The computed value of 2.89 was lower than the critical
value of 3.24 using 3 and 16 degrees of freedom at 5%
level of significance. Thus, the null hypothesis was
accepted. There is no significant difference in the index of
difficulty of the students in terms of variation. This means
they encountered similar difficulties in answering the
items on variations.
28. Based on the findings of the study, the study concluded the following:
1. The study revealed that the students found roots of real numbers
easy.
2. The results also showed that expressions with rational exponents
were easy for the students.
3. Simplifying radical expressions is difficult for the students.
4. The results suggested that addition and subtraction of radicals is easy
for the students.
5. Multiplication of radicals was found out easy by the students.

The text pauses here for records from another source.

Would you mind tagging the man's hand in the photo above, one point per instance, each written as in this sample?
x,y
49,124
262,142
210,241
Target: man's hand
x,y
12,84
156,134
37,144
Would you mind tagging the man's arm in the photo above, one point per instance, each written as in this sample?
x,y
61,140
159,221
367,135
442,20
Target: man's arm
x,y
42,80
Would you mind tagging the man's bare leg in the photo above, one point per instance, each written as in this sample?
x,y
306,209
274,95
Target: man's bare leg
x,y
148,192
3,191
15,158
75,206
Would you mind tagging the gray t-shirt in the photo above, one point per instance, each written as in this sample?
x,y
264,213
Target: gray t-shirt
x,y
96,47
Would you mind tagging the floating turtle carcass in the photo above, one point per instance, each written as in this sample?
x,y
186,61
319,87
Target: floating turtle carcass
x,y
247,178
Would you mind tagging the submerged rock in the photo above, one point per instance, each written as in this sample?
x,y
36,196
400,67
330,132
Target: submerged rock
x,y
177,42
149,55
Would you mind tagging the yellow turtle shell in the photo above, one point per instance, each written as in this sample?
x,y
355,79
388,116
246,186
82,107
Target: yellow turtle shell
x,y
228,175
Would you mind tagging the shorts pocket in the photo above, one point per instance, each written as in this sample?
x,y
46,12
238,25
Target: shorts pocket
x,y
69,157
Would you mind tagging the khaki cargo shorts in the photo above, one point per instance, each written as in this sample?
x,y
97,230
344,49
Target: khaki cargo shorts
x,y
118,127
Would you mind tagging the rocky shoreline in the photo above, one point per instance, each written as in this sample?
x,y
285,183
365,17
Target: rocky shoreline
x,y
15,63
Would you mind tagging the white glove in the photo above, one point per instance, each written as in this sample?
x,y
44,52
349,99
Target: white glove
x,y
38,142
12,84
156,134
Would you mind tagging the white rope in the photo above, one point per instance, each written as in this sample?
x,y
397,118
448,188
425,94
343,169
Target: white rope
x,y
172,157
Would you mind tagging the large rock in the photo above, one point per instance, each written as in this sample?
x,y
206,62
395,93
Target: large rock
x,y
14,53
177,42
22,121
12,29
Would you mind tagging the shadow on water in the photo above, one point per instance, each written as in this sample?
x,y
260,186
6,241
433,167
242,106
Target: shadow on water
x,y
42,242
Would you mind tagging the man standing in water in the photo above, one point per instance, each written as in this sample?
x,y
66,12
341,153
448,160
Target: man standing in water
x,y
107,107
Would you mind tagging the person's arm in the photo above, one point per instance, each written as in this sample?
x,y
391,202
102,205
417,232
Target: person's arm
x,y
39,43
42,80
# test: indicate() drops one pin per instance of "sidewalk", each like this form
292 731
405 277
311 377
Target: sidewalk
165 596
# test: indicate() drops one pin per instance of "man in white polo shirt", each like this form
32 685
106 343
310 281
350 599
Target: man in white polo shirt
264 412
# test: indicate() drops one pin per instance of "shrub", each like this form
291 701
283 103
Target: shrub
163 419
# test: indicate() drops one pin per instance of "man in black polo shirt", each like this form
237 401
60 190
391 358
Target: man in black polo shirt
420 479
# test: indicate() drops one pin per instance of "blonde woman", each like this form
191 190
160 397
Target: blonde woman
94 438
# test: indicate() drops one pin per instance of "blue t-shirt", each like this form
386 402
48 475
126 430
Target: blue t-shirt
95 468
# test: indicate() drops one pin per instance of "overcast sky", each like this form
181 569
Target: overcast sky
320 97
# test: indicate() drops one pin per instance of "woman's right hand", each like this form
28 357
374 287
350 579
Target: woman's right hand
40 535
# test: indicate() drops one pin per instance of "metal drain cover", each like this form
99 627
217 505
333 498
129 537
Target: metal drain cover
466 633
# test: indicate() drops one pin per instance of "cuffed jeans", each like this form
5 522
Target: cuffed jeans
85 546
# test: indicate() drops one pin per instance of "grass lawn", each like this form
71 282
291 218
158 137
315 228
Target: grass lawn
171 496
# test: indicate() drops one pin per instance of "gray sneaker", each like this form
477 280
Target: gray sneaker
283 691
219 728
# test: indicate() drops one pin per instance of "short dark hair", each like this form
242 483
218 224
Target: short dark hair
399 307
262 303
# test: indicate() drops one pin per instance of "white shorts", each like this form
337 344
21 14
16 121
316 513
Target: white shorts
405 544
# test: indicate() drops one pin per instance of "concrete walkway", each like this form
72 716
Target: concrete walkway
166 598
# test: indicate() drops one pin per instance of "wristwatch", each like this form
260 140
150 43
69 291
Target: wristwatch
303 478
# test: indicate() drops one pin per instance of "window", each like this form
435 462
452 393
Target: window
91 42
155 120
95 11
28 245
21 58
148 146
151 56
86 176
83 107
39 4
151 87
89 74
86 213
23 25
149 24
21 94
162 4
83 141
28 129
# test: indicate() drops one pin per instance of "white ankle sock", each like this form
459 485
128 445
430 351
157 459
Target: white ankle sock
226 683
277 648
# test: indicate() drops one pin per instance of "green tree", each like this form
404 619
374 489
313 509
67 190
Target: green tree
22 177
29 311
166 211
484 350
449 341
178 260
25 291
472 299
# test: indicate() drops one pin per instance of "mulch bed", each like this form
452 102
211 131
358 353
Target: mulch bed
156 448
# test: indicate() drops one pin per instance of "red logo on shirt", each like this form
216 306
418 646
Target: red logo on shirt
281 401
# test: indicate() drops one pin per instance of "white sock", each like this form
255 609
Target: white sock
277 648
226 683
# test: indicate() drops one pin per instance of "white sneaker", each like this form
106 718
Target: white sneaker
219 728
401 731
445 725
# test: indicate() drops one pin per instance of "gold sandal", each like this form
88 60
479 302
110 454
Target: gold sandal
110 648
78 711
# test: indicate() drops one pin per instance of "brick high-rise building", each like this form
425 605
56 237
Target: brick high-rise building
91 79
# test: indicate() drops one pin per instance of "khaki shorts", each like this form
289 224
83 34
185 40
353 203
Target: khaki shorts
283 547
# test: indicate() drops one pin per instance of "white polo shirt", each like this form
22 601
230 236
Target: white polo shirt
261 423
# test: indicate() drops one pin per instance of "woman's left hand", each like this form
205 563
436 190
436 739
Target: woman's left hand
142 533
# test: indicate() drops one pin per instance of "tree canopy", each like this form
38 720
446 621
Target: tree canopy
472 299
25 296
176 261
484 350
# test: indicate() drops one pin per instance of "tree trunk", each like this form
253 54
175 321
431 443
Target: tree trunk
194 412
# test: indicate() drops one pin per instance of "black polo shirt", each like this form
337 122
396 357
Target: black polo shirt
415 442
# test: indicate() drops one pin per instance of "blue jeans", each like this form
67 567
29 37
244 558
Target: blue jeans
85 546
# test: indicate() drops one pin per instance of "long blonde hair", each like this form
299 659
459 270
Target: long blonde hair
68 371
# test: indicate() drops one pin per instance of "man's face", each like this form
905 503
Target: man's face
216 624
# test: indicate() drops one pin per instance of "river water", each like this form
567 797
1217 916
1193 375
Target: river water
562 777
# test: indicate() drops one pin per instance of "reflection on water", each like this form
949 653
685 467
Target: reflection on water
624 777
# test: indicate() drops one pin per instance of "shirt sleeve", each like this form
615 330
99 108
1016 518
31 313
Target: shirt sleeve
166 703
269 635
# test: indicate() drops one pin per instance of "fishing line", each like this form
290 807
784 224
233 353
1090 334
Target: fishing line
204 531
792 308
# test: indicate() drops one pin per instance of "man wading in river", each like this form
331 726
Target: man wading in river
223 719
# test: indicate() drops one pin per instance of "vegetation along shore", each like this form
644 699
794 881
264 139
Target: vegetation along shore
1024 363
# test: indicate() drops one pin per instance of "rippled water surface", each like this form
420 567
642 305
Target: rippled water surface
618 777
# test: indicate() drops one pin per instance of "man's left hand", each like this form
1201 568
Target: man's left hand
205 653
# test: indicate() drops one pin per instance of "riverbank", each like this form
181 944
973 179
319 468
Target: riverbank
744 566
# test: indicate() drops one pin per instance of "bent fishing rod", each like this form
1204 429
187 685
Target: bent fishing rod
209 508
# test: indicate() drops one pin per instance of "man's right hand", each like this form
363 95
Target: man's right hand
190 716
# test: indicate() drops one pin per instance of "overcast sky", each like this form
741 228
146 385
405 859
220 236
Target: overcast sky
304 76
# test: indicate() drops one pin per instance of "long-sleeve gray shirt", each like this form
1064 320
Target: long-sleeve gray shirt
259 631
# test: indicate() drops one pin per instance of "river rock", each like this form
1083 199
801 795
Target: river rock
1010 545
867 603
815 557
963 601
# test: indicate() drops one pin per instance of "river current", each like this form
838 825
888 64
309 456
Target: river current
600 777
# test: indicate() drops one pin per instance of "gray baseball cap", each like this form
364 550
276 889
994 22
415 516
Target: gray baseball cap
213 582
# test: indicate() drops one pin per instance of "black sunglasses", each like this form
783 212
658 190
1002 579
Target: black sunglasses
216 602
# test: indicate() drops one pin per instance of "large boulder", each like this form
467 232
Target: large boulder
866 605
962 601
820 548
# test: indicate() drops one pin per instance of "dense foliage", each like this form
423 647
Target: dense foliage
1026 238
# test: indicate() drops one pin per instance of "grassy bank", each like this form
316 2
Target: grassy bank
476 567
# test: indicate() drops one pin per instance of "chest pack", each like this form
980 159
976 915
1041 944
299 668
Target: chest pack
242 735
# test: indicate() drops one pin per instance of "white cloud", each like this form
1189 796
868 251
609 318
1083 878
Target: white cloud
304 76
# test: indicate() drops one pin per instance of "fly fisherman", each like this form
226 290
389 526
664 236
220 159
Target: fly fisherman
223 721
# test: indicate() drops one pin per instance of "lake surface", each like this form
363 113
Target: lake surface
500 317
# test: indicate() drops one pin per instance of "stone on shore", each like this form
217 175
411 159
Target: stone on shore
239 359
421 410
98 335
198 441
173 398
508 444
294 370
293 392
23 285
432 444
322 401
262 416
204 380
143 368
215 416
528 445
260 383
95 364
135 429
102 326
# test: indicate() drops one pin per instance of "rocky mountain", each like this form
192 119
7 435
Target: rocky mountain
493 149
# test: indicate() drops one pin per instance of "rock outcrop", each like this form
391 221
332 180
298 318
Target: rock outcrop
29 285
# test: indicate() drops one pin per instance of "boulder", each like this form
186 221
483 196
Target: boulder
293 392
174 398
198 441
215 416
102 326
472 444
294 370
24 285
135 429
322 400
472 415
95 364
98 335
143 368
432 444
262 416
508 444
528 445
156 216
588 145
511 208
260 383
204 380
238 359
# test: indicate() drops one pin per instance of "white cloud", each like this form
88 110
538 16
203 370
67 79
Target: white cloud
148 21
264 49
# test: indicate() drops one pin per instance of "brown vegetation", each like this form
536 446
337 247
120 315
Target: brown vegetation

6. Division of radicals was easy for the students.
7. Direct variation is difficult for the students.
8. The items for direct square variation were easy for the students.
9. Inverse variation was difficult for the students.
10. Solving joint variation was difficult for the student-respondents.
11. The index of difficulty of the students in radical expressions varies
significantly.
12. The index of difficulty of the students in variation does not vary.
29. Based on the findings and conclusions, the researcher arrived at
the following recommendations:
1. Mathematics teacher should continue using their strategies in
teaching roots of real numbers.
2. The teacher should continuously give emphasis on exponents
when teaching radical expressions with radical exponents.
3. Factoring should be given attention when teaching simplifying
radical expressions.
4. Constant drills and exercises in addition, subtraction,
multiplication and division should be done to further enhance
these skills; thus, making solving easy for the students.
5. Comprehension skills, clear understanding of direct
relationship between quantities, skills to represent and operate
the unknown, analysis and problem solving skills should be
developed to make problem-solving easy for the students.
6. Future research related to this study should be conducted to
generalize the findings of this study.